The new building bore little resemblance to Libeskind’s masterplan illustration, much less to the Statue of Liberty that it had evoked. But it kept that height. Until it almost didn’t. In 2010, management of the property passed to the Durst Organization, which cut tens of millions of dollars from the estimated $3 billion budget. Perhaps the most significant element of Childs’s original design was cutaway chamfers at the four corners of the tower’s heavy base, which recalled similarly angled corners on the original Trade Center towers. As in Lutyens’ war memorial, the angles of those cutaways suggested an inverted and buried version of the tower’s obelisk-like taper above—that there was a point of deep convergence as far within the earth as the building reached into the heavens. Although these cutaways had already been incorporated into the building’s structural steel, the final facade straightened out those corners, making for a cheaper and more conventional profile.

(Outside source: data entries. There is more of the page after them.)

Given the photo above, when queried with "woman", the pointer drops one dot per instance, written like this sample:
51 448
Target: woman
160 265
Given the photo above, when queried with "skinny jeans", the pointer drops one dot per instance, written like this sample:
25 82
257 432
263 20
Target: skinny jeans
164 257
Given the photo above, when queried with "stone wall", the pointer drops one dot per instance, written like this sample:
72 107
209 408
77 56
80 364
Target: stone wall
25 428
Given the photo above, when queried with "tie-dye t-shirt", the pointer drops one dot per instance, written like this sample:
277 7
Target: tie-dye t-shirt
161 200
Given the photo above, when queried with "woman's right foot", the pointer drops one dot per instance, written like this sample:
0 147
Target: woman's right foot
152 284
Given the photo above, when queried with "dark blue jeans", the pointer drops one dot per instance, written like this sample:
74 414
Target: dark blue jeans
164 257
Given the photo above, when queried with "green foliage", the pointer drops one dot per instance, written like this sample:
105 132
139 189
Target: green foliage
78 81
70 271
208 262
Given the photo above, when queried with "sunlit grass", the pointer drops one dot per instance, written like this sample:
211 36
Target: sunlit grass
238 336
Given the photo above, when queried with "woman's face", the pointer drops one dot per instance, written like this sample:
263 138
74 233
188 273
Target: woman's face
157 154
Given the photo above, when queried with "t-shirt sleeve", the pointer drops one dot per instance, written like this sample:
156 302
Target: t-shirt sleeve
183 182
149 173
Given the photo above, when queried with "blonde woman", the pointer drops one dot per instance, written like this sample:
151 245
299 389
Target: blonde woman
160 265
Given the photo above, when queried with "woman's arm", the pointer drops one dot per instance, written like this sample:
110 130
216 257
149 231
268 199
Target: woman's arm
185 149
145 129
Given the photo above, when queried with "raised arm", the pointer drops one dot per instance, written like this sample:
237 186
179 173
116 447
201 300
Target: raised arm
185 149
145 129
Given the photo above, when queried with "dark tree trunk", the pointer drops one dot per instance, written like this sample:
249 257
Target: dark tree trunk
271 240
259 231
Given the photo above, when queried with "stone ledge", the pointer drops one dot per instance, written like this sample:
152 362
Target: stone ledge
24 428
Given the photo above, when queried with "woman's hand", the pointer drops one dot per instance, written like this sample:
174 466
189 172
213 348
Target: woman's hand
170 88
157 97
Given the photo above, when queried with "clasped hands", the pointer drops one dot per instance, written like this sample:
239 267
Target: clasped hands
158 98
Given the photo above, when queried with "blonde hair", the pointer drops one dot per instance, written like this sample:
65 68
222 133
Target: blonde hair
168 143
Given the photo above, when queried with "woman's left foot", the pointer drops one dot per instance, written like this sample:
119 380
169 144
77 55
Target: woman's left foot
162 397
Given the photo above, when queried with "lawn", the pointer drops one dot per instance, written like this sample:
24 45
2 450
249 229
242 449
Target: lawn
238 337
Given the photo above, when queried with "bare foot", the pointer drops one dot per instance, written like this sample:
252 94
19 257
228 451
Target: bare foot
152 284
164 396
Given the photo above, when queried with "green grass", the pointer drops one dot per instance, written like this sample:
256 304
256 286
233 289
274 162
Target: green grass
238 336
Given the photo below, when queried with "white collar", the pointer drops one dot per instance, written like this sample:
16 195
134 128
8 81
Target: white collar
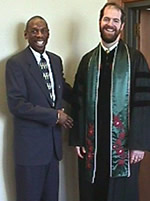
110 48
38 55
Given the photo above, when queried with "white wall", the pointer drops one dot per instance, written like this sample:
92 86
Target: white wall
74 30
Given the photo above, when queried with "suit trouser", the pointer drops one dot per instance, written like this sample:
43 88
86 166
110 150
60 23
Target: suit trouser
38 183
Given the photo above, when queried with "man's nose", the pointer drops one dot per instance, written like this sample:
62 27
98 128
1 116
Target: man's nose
110 22
39 33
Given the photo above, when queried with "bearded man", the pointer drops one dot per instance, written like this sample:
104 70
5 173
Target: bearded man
112 105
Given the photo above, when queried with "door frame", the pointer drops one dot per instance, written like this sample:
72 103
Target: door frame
132 11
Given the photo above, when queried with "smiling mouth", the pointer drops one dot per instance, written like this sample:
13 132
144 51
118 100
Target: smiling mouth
40 43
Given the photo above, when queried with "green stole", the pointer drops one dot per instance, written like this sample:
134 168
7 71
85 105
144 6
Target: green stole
119 110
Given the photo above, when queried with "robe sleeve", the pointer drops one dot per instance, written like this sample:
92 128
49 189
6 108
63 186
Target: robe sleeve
77 135
139 132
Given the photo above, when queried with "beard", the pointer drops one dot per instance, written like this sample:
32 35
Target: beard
109 38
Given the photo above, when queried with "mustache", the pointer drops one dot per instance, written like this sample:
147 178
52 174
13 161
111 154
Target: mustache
109 27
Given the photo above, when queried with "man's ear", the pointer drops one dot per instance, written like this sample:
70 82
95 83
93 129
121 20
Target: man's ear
25 35
122 26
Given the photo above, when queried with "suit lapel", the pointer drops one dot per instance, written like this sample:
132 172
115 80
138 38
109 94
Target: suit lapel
56 76
36 74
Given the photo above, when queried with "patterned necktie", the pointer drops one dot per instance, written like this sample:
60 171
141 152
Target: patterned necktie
45 73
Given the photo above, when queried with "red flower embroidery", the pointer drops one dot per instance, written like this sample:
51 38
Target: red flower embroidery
90 155
122 135
90 148
121 162
88 165
90 130
118 142
117 122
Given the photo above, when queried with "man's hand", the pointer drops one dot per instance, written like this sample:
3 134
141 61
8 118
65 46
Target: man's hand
80 151
64 120
136 156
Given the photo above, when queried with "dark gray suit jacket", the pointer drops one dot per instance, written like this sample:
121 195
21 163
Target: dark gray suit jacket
36 135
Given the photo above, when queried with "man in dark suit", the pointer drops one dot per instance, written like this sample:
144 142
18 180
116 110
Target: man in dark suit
38 114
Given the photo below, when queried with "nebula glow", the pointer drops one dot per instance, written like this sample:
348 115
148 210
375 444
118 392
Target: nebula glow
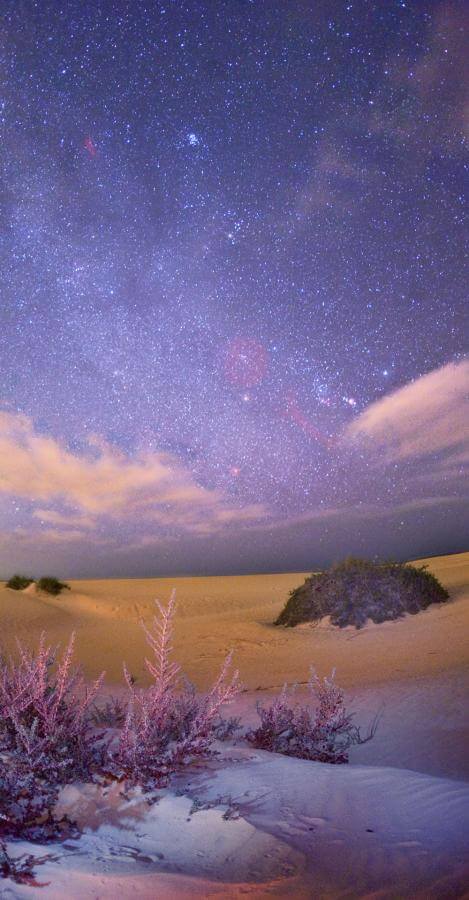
234 305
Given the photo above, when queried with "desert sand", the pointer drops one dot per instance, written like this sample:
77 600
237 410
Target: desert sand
394 823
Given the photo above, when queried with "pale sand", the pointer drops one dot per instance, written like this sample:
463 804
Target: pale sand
218 614
395 823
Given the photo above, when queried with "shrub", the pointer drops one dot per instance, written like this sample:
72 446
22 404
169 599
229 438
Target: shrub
355 590
27 804
323 733
167 724
44 715
19 582
52 585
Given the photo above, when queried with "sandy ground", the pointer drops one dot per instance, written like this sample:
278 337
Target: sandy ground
394 823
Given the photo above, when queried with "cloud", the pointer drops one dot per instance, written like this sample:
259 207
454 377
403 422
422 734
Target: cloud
104 483
435 87
427 418
53 517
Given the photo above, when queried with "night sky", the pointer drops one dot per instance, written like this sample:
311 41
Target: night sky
233 294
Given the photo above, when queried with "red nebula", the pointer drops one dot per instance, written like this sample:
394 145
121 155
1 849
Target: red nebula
246 362
89 146
293 412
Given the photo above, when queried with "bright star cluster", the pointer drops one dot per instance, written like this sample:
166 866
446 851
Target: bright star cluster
228 229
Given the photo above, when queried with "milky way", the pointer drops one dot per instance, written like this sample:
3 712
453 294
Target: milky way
230 232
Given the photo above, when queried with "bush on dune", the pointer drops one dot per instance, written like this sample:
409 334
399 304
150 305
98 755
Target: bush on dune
19 582
52 585
322 732
355 590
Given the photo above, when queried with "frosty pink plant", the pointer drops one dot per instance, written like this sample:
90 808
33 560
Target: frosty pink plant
323 732
44 713
167 724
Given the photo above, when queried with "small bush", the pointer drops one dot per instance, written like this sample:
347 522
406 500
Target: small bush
323 732
19 582
356 590
44 715
167 725
52 585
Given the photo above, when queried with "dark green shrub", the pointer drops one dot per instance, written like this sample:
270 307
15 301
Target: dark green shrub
52 585
19 582
355 590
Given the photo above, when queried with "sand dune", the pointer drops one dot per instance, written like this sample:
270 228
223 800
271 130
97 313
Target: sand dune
392 824
221 613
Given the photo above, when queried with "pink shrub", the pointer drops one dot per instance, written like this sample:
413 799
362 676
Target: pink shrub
44 714
168 724
323 732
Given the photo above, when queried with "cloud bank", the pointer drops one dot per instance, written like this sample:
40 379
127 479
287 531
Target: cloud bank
104 483
427 419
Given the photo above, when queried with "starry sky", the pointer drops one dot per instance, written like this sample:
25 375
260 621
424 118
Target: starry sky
234 296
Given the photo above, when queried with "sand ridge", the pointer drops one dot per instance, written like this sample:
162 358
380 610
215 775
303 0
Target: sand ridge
217 614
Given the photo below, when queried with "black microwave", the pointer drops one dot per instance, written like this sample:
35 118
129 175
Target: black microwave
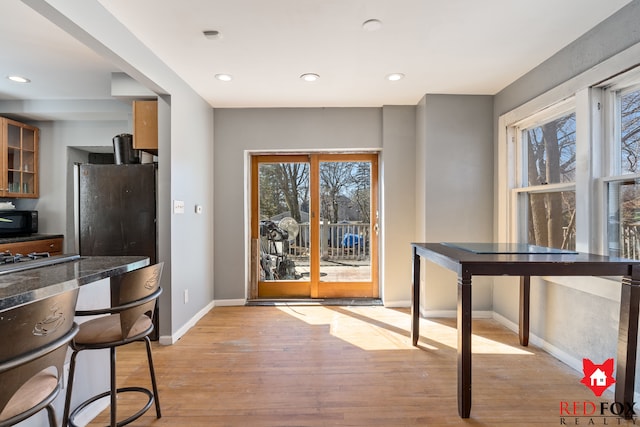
14 222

Up top, the radome skin was eliminated, leaving its internal steel framework to play the role of spire on its own. This complicated framework of trusses and cables looked like, well, an antenna. A typical reaction was that of Rahm Emanuel, mayor of Chicago, where the Willis Tower was about to be surpassed as America’s tallest skyscraper by a 1,776-foot One World Trade: “At the Willis Tower, you have a panoramic view that is unmatched,” Emanuel told theNew York Times. “You can’t get a view like that from an antenna.” He added: “If it looks like an antenna, acts like an antenna, then it is an antenna.” And if it is an antenna, then One World Trade, like its predecessor, would be certified as only 1,348 feet high. Impressive, but barely top-ten in an ever-taller urbanized world.
In early November, the CTBUH convened its Height Committee to address the issue. Twenty-five architects, engineers, contractors, and consultants from thirteen different countries met for five hours in Chicago. They reviewed their general height criteria, and studied the blueprints of One World Trade. Childs gave a brief presentation in which he affirmed that the steel framework, even without its sculptural surface, was integral to his architectural design. The Height Committee determined that the steel framework, as yet, included no broadcast equipment and emitted no signal. They voted, unanimously, to affirm the 1,776-foot height, (which will put One World Trade third in the world, behind the 2,717-foot Burj Khalifa in Dubai and the 1,972-foot Makkah Royal Clock Tower Hotel in Mecca, Saudi Arabia). At the subsequent press conference, Johnson was asked what would happen if, as seems likely, the steel framework were eventually employed as a broadcast tower. “No comment,” he said.
Later, Johnson explained that the longstanding issue with antennas is not so much whether they’re utilitarian equipment or whether they’re actively broadcasting signals, but that as technological devices, they’re subject to rapid and unpredictable change—demolitions and modifications and replacements that regularly transform the total dimensions of any structure. (The Height Committee considers the masts atop the Willis Tower, which have been repeatedly modified by technical upgrades since the 1970s, to be antennas.) “We don’t want to change the height of buildings as they change their equipment,” he said, “if we accepted antennas we’d have to go around the world and change every evaluation every year. The word that we keep coming back to in our deliberations is permanence. We are looking for something that is not going to change.”